Почему слово при попытке сосредоточить на нем внимание расплывается? Оно нацелено лишь когда говорит; вынув его из контекста мы теряемся. Основа слова в значительности, которая тождественна значительности события. Событие всегда так или иначе событие мира. Значительность полна как мир. Об этой полноте однако нельзя сказать, что она такое. Спрашивая что, мы расстаемся с основой слова. Значительность, если можно так сказать, чуточку раньше своего слова. Слово, каким мы его слышим, обрастает частными смыслами, подобно тому как самый длинный сон выстраивается в короткий момент пробуждения. Проснувшись, мы уже не имеем дела с этим моментом. Он неуловимо ускользает и мы остаемся с тем на руках, что вдруг нагромоздилось в неуловимый момент.
Знание любого рода, включая внутреннюю форму, лишь часть истории слова, не опорный пункт внутри слова и не ключ к слову.
6. Слово и мысль.
Мы не распоряжаемся языком. Попытки назначить значения его знакам производят обратное действие, язык вместо высветления уходит в темноту. Всемогущество сознания, его способность назначить чему угодно быть чем угодно, казалось бы сродни всемогуществу знака. Однако всемогущество сознания ограничено представлениями последнего. Только с ними сознание может делать что хочет. На знаки всемогущество сознания уже не распространяется. Сознанию никогда не удавалось фиксировать и остановить их. Приписав знаку значение, например описанием, сознание неспособно удержать его от расползания, перехода, раздвоения, стирания. Знак благодаря естественности своего значения вырывается на волю. Это относится не только к знакам родного языка.
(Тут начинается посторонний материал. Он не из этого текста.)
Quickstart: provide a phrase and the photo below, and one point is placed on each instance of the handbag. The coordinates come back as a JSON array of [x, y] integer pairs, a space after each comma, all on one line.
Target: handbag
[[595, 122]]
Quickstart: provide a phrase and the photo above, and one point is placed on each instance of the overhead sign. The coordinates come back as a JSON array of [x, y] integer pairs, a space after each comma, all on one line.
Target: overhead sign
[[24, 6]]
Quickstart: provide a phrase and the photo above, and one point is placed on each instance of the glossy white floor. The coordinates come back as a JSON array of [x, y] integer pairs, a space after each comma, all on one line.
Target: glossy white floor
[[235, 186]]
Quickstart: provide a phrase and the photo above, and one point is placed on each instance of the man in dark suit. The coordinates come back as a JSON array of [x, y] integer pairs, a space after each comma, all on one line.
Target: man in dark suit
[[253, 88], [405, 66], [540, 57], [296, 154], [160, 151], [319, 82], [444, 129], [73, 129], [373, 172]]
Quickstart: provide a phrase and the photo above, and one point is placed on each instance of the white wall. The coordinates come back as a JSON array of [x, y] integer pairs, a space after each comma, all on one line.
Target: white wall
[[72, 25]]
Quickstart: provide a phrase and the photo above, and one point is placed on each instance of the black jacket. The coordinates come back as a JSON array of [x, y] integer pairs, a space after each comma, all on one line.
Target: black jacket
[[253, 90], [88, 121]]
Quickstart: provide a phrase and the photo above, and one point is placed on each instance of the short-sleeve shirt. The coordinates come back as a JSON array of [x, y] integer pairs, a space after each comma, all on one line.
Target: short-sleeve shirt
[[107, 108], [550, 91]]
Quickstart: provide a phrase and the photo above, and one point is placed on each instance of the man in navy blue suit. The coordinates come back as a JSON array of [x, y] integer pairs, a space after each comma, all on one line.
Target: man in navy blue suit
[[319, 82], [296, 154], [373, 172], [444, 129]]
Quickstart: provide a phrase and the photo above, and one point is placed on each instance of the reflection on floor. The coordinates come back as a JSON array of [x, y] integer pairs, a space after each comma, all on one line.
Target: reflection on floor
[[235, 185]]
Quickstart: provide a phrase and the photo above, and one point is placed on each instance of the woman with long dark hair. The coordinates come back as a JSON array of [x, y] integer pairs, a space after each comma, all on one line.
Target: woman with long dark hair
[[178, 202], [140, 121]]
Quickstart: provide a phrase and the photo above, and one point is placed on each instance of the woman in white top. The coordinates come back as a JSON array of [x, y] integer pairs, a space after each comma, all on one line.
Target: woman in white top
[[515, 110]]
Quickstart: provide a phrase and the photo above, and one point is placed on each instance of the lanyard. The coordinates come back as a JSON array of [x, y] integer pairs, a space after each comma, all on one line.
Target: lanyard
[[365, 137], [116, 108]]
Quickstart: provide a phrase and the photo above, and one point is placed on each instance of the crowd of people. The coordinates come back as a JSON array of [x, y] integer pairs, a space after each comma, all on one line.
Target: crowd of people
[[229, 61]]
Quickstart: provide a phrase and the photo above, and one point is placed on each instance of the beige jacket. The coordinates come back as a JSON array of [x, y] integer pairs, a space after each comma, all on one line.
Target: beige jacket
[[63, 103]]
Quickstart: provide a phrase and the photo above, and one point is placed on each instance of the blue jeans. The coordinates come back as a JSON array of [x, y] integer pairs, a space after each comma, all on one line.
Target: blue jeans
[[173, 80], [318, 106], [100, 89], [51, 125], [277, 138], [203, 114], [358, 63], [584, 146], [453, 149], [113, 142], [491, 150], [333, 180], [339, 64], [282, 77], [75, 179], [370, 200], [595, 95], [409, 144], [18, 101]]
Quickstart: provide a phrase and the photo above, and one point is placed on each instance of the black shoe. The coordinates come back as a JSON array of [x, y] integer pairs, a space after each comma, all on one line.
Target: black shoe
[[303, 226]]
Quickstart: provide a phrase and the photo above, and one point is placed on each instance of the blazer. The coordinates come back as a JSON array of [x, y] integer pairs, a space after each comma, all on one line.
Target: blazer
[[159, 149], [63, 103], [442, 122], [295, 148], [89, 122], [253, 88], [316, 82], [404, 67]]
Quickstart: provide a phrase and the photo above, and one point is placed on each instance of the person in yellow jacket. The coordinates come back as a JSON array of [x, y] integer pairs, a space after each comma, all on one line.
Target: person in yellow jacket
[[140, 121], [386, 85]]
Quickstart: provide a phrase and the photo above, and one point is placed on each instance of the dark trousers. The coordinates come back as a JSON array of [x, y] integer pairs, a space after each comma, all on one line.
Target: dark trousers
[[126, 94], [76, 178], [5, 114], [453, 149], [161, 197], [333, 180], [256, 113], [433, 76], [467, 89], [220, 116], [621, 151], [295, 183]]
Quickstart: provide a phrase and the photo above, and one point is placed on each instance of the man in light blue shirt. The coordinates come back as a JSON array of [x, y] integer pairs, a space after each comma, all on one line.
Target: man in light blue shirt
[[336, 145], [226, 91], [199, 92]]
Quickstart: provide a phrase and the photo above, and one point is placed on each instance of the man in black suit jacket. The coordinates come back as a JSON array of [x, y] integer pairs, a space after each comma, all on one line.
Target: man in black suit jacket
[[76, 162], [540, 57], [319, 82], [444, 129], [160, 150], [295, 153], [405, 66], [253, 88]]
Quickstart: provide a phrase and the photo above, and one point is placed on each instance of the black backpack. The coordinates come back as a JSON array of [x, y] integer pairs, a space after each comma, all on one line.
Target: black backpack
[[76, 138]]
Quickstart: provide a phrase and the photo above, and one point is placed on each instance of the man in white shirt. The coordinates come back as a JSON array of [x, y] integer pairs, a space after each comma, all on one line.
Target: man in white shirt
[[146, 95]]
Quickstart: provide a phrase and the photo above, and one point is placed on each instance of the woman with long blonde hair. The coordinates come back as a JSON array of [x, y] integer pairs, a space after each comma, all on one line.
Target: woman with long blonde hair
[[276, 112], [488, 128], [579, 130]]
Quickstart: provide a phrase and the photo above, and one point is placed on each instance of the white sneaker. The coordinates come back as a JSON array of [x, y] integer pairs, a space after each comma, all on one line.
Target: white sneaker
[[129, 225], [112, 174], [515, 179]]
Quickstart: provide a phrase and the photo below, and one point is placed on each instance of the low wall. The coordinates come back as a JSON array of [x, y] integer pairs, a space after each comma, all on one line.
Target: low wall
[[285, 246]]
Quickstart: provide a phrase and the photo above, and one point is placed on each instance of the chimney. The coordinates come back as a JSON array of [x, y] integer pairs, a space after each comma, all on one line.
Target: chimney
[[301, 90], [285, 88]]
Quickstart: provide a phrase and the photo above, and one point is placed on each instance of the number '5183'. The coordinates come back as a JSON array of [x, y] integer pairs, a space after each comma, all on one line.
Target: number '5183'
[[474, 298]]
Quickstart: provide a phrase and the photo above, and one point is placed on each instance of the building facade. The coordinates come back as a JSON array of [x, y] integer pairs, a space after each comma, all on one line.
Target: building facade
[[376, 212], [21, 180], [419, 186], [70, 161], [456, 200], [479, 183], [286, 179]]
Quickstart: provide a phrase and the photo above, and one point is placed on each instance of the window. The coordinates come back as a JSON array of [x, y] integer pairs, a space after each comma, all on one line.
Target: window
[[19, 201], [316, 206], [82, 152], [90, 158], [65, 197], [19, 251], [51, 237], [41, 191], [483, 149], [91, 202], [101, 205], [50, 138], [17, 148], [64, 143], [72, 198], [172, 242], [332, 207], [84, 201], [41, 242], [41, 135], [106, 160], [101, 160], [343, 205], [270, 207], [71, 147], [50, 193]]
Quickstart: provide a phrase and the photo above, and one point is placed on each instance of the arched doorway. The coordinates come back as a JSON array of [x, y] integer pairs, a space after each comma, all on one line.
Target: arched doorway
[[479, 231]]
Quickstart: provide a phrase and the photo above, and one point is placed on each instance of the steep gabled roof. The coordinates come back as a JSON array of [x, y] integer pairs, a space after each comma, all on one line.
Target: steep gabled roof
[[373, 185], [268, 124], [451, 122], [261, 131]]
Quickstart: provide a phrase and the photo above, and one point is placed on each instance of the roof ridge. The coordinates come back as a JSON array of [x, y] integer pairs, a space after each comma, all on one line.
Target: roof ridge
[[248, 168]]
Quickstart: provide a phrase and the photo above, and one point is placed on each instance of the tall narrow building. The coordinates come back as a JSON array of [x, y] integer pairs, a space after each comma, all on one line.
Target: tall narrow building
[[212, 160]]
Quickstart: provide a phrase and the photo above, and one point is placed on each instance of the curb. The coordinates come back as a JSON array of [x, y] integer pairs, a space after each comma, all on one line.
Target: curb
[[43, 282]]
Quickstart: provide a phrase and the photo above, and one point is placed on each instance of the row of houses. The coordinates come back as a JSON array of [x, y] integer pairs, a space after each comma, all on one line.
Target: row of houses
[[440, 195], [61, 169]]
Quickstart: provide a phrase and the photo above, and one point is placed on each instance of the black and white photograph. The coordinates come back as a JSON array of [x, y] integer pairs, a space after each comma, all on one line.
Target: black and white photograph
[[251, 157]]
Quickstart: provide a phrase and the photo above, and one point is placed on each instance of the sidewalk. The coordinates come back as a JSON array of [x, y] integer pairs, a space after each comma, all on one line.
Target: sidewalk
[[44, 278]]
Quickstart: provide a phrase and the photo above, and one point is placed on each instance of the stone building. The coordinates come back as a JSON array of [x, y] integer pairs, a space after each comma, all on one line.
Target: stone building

В знаках терминосистемы происходит то же вывертывание, требующее непрестанного фиксирующего усилия для пресечения семантического развития в неожиданные стороны. Самым строгим терминосистемам не удается установить знаки раз навсегда в желаемом значении. Система библиографического описания оперирует очень немногими знаками: точка, запятая, точка с запятой, тире, косая черта, двойная косая черта; остальные части описания задаются списком. Никакими усилиями не удается приписать этим немногим простейшим знакам окончательные значения и по–видимому не удастся никогда. Дело не в недостатке дисциплины у работников, пользующихся этой крошечной терминосистемой. Наоборот: именно наивная готовность принять установленные значения графических единиц лишает добросовестных исполнителей приспособляемости к знаку, который неизбежно обрастает непредвиденными значениями. Уместно спросить, не оказывается ли мнимое всемогущество сознания лишь тенью всемогущества знака.